Hector Aurelio Mendes Lopez, chirurgien, est chef de brigade. Il exerce ici depuis 2017, aurait dû rentrer à Cuba trois ans plus tard, mais la crise sanitaire et les difficultés de circulation et de roulement qu’elle suscite le retiennent encore dans les camps. « Nous avons été éduqués dans l’internationalisme. De nombreux pays ont apporté leur aide et leur solidarité à Cuba quand nous en avions besoin. Nous apportons à notre tour notre appui à des peuples amis, c’est notre façon d’honorer notre dette envers l’humanité, sourit-il. Avec les Sahraouis, nous nous ressemblons. Nous nous battons pied à pied pour l’indépendance et nous aimons la liberté. »
Pour cette structure médicale précaire, dépendante de l’aide extérieure, la présence de ces Cubains représente une solidarité inestimable. Formé en Algérie, le directeur de l’hôpital, le docteur Fadhel Mokhtar, une soixantaine d’années, en treillis et blouse blanche, a noué avec eux de solides liens de confiance et d’amitié. Lui-même a longtemps exercé en Espagne avant de retrouver les camps. « Je suis revenu par conviction, c’est ma responsabilité. Des femmes sont ici depuis 1975, elles supportent toutes les difficultés : il faut une grande conviction pour vivre sous une tente, à des températures qui peuvent atteindre les 50 degrés », soupire-t-il, avant d’énumérer les coupures d’eau et d’électricité, les médicaments et les instruments chirurgicaux qui font défaut, les cas les plus graves qu’il faut évacuer vers Tindouf, mais aussi les succès miraculeux, comme l’éradication de maladies épidémiques, coqueluche, rougeole, poliomyélite, qui faisaient des ravages dans les années 1970.
Engagement volontaire
Le docteur William Caceres dit avoir « beaucoup appris auprès de ce peuple du désert ». Il est frappé par la prévalence des maux causés par une alimentation déséquilibrée, parfois insuffisante, et par le manque d’eau – l’aide alimentaire dont dépendent les réfugiés manque cruellement de produits frais, et l’eau est strictement rationnée : 15 litres par personne et par jour quand il en faudrait 20, au minimum, pour ne pas se déshydrater et assurer l’hygiène quotidienne. « De nombreux patients souffrent de la formation de calculs ou d’insuffisance rénale. Beaucoup de réfugiés, en particulier les femmes et les enfants, sont anémiés, présentent de sévères carences en fer, en vitamines, à cause de la malnutrition », résume-t-il. Ce médecin généraliste est affecté ici avec son épouse, infirmière, qui contribue in situ à la formation de ses pairs sahraouis. Des personnels soignants sont aussi formés à Cuba ; au total, cursus initial ou spécialité, 300 médecins sahraouis sont passés par la Grande Île depuis l’aube de cette coopération.

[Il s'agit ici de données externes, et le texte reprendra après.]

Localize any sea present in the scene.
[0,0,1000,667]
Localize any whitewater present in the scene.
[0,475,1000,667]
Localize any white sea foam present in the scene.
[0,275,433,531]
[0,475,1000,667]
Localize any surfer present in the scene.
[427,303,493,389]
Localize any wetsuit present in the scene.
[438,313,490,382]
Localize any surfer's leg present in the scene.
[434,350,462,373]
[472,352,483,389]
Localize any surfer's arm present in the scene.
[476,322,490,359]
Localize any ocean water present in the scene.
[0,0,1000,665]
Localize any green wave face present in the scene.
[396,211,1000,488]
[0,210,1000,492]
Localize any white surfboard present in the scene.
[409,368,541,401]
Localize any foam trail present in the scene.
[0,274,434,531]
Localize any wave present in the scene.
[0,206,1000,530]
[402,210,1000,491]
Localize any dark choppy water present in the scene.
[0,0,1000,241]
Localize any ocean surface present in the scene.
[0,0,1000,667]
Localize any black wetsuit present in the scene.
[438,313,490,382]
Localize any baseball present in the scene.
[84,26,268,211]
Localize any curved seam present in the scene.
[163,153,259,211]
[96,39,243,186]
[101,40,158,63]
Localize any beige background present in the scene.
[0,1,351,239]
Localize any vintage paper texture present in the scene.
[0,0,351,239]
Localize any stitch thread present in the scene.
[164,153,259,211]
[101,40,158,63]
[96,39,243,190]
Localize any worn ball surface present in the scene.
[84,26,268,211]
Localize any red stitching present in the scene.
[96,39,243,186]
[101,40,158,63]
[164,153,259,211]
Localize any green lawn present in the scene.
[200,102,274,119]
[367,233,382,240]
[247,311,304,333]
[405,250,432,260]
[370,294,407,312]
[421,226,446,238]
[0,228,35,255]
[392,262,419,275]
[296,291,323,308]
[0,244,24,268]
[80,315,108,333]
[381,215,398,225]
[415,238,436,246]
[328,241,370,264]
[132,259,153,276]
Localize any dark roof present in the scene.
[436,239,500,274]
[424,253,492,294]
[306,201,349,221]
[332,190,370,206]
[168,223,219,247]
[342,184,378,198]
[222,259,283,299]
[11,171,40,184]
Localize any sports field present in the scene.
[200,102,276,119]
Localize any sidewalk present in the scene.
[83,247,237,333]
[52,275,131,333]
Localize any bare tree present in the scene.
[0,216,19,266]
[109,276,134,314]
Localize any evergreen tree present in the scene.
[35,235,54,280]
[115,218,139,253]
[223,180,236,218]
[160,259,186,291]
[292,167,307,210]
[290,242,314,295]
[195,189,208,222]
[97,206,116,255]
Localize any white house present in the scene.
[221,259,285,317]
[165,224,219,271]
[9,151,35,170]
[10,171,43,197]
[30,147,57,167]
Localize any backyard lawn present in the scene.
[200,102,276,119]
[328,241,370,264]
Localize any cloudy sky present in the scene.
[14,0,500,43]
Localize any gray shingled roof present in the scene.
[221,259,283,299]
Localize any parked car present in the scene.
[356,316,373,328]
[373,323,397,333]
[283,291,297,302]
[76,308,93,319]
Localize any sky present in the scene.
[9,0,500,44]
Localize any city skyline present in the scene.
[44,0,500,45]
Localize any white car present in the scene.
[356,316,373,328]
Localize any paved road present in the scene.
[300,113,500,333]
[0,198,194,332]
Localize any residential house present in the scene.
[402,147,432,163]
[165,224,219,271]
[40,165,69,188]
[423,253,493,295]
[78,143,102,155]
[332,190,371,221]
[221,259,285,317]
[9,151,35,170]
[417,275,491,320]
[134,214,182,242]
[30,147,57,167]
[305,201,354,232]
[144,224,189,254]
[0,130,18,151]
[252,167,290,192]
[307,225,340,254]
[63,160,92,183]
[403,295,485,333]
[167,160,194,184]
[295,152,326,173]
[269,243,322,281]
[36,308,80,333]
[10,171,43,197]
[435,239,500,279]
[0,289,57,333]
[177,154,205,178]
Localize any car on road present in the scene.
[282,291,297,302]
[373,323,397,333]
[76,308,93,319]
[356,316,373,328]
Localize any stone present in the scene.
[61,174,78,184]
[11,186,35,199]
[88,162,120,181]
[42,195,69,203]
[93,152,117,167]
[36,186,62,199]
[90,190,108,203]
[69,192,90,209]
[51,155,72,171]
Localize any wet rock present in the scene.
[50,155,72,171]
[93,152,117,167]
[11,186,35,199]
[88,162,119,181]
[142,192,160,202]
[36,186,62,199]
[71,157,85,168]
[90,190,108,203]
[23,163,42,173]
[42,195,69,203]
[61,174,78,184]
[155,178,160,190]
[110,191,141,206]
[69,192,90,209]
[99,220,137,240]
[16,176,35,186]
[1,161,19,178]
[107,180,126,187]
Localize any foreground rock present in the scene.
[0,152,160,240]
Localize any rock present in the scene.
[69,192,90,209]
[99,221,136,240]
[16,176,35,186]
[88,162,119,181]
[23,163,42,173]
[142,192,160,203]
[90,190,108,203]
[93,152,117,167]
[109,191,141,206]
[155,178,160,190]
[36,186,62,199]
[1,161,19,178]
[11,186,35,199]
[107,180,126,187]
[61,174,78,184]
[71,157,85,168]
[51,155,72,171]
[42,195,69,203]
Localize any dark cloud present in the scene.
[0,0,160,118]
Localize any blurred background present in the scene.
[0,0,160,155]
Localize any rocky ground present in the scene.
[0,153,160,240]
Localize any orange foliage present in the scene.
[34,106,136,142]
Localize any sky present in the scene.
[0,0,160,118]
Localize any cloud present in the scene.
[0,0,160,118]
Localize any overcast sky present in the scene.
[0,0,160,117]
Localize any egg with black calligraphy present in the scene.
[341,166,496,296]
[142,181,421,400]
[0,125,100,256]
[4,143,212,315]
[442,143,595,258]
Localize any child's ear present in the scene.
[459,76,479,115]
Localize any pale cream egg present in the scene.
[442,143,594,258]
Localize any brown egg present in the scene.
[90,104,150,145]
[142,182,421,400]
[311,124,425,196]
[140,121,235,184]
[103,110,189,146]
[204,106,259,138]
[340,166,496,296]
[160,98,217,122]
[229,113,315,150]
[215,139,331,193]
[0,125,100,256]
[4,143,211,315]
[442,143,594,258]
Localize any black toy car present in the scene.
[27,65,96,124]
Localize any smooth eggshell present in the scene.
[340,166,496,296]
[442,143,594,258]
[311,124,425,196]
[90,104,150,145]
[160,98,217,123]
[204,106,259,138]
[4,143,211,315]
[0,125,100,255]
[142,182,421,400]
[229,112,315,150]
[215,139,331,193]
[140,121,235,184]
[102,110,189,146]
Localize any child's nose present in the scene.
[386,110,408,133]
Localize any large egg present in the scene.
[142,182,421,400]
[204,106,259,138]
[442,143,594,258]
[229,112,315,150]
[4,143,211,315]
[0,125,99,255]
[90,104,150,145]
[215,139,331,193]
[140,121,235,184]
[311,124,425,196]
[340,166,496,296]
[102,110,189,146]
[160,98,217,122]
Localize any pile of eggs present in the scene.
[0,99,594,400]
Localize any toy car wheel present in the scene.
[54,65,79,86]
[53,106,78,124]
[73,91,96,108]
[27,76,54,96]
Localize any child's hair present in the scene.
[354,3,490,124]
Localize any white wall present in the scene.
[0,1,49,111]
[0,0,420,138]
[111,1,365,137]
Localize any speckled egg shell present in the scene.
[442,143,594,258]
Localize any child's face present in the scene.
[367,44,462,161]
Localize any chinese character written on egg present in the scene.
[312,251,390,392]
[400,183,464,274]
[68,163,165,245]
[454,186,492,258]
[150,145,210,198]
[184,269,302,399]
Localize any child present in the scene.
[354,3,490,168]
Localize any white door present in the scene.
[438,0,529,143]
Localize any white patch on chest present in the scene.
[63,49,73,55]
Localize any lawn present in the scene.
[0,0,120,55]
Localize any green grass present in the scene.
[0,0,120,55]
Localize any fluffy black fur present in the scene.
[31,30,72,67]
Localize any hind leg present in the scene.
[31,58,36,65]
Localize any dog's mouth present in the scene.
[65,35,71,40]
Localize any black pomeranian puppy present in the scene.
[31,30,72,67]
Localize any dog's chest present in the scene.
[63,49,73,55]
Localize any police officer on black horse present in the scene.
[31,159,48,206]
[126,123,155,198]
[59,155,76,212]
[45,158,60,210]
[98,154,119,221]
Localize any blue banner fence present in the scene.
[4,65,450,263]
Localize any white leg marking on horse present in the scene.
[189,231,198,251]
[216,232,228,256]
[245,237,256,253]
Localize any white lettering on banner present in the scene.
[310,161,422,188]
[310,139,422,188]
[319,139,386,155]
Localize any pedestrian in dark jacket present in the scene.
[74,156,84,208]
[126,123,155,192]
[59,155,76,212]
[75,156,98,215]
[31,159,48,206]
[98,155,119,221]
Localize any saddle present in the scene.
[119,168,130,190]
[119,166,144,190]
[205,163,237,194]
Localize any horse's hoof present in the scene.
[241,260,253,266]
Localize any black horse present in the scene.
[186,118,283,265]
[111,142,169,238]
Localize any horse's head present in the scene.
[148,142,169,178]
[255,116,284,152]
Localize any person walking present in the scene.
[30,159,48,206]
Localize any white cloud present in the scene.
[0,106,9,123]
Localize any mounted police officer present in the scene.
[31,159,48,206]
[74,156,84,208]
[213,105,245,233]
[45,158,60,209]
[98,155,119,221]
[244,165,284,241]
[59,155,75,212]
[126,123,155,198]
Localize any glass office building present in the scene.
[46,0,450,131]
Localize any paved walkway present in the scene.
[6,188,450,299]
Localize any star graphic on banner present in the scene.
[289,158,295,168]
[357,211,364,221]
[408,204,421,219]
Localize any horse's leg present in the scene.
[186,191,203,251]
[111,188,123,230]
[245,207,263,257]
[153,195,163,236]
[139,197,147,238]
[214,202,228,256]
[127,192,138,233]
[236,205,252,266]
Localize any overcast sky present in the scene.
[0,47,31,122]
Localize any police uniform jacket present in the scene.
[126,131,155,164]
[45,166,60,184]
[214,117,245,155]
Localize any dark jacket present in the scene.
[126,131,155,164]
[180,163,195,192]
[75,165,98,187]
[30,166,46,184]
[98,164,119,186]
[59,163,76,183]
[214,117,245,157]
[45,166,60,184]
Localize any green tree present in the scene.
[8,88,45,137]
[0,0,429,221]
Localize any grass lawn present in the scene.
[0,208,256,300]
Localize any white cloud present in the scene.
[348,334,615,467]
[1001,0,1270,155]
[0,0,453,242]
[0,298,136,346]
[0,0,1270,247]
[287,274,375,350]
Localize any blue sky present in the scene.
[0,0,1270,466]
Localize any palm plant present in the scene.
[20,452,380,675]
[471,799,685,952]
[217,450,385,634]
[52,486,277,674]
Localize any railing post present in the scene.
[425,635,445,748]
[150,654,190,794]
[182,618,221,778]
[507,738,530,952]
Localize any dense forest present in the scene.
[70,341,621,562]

Enday Alem a fréquenté l’université de La Havane. Cet agronome formé aux premiers soins par les Cubains fait fonction d’assistant médical au centre de santé qui accueille les patients sahraouis à Oran. « La présence de cette mission médicale cubaine fait de nous, avec le climat et d’autres solidarités extérieures, des privilégiés par rapport à d’autres hôpitaux de réfugiés dans le monde », insiste-t-il. Son engagement volontaire auprès des malades est indissociable de son combat pour la libération de son peuple : « Si nous sommes dans une telle situation, c’est qu’on nous balade depuis des décennies, avec la promesse jamais tenue d’un référendum d’autodétermination. » Dans l’une des chambres de la maternité donnant sur l’oasis de verdure autour de laquelle se love l’hôpital, Ouarda, 28 ans, tout sourires, épaules et tête couvertes d’un malhafa azur, tient dans ses bras une petite fille de deux kilos, née la nuit dernière : c’est son premier enfant, elle l’a baptisée Mewena. Une nouvelle venue, parmi les enfants des nuages.